I'm trying to get a fuller picture of the use of the optimal substructure property in dynamic programming, yet I've gone blind on why we have to prove that any optimal solution to the problem contains within it optimal solutions to the sub-problems.
Wouldn't it be enough to show that some optimal solution to the problem has this property, and then use this to argue that since the solution built by our recursive algorithm is at least as good as an optimal solution, it will itself be optimal? In other words, I fail to spot where in the correctness argument for our algorithm we need that all optimal solutions contain optimal solutions to sub-problems.
To clarify:
The CLRS definition of optimal substructure says that "a problem exhibits optimal substructure if any optimal solution to the problem contains within it optimal solutions to subproblems".
Why wouldn't it not be enough to say that "a problem exhibits optimal substructure if some optimal solution to the problem contains within it optimal solutions to subproblems"?
I've been bothered a bit by this in my research on approximation algorithms, which involves dynamic programs that find approximately optimal solutions. The right way to think about the correctness of dynamic programs, I believe, is as a reduction (in the complexity theory sense) from a problem to a subproblem. This reduction often is applied recursively and with memoization, but those are details right now.

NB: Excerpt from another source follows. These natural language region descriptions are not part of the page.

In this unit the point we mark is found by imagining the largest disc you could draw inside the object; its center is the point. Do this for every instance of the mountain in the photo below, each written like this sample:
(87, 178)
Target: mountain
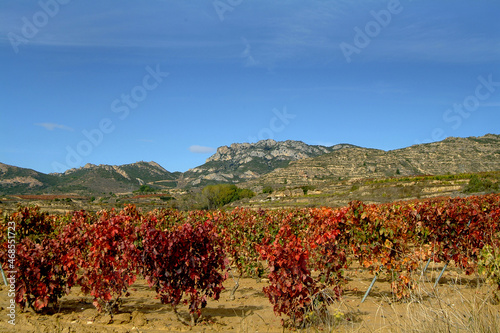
(244, 161)
(267, 163)
(19, 180)
(88, 179)
(452, 155)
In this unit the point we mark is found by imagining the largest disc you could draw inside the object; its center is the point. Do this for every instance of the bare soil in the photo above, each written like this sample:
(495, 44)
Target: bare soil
(251, 311)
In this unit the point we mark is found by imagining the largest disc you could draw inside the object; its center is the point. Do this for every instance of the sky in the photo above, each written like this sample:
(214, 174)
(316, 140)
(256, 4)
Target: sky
(115, 82)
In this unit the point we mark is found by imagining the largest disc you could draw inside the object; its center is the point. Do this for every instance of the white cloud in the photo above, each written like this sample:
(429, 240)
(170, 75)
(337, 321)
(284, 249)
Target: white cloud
(52, 126)
(491, 105)
(201, 149)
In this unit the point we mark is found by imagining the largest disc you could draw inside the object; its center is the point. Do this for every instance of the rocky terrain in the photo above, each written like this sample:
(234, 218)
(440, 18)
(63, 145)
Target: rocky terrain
(450, 156)
(287, 165)
(244, 161)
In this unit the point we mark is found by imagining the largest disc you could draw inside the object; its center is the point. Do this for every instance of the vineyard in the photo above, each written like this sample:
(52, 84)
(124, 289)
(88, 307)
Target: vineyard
(303, 254)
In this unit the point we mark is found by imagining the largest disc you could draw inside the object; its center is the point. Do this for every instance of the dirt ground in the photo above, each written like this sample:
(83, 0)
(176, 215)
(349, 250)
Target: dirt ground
(456, 301)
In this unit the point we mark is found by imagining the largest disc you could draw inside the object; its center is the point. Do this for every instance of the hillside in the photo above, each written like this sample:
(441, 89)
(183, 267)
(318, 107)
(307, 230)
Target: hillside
(267, 163)
(244, 161)
(450, 156)
(89, 179)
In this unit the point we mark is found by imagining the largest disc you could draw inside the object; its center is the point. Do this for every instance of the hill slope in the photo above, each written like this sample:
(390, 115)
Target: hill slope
(243, 161)
(452, 155)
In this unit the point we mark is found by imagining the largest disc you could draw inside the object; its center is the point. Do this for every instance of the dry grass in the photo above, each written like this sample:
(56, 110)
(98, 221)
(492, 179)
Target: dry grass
(457, 305)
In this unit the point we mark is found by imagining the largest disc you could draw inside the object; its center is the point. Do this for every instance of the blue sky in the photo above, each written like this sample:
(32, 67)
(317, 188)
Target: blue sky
(114, 82)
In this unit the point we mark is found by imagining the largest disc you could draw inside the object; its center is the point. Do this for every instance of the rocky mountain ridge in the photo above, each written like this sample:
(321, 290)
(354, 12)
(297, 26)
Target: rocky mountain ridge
(241, 162)
(267, 163)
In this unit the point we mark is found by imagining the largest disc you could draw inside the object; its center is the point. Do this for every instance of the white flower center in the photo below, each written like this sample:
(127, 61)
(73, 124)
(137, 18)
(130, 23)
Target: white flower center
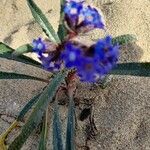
(90, 18)
(40, 46)
(72, 56)
(73, 11)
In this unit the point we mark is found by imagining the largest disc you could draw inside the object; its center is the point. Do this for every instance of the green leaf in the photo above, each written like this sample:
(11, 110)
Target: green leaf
(6, 52)
(12, 75)
(124, 39)
(42, 20)
(23, 49)
(70, 135)
(57, 134)
(62, 32)
(37, 113)
(133, 69)
(43, 139)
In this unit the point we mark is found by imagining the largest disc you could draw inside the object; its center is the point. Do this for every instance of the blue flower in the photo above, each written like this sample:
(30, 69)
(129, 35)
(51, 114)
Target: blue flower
(72, 10)
(81, 18)
(71, 55)
(39, 46)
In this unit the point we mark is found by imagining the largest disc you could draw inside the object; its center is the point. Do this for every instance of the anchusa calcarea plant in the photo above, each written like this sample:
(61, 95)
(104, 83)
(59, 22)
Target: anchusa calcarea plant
(90, 63)
(68, 60)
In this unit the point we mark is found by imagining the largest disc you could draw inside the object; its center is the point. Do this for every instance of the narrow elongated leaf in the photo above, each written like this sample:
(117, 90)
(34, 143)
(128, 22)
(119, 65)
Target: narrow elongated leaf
(23, 49)
(57, 134)
(12, 75)
(42, 20)
(133, 69)
(62, 31)
(43, 139)
(124, 39)
(37, 113)
(6, 52)
(70, 135)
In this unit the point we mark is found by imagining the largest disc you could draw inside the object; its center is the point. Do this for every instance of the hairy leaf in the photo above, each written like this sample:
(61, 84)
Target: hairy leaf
(42, 20)
(70, 145)
(6, 52)
(57, 134)
(133, 69)
(124, 39)
(43, 139)
(37, 113)
(23, 49)
(12, 75)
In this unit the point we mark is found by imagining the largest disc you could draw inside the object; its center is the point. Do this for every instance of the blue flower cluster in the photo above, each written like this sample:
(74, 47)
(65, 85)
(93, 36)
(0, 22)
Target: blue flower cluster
(82, 18)
(91, 63)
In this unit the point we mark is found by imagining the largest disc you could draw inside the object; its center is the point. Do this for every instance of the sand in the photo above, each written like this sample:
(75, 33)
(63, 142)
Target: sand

Let A be the problem and B be the subproblem. There's only one subproblem because we can combine multiple independent subproblems into one via a generalized Cartesian product. The reduction consists of two functions: f, from an A-instance to a B-instance, and h, from a B-solution to an A-solution. The correctness property that we need is that, for every function g from each B-instance to a corresponding optimal B-solution (the oracle), the composition h ∘ g ∘ f is a function from each A-instance to a corresponding optimal A-solution. (If h needs access to the A-instance, then extend B so that its instances contain an A-instance that must be copied verbatim into the corresponding B-solution.)
To make your point, for a particular A-instance and an optimal A-solution, there need not exist an oracle g such that the pipeline h ∘ g ∘ f produces that solution from the given instance. (In other words, h need not be surjective.) On the other hand, h must be able to handle every possible optimal B-solution from g for the B-instance constructed by f.
One common strategy for ensuring that h is correct is to find a "substructure" function k from A-solutions to B-solutions and a way to "splice" substructure, that is, a proof that, given an A-solution x and a B-solution y no worse than k(x), there exists an A-solution x' no worse than x such that k(x') = y. Then h can optimize over everything in the inverse image under k of its input. It is not necessary that splicing apply to all solutions x, just one optimal one.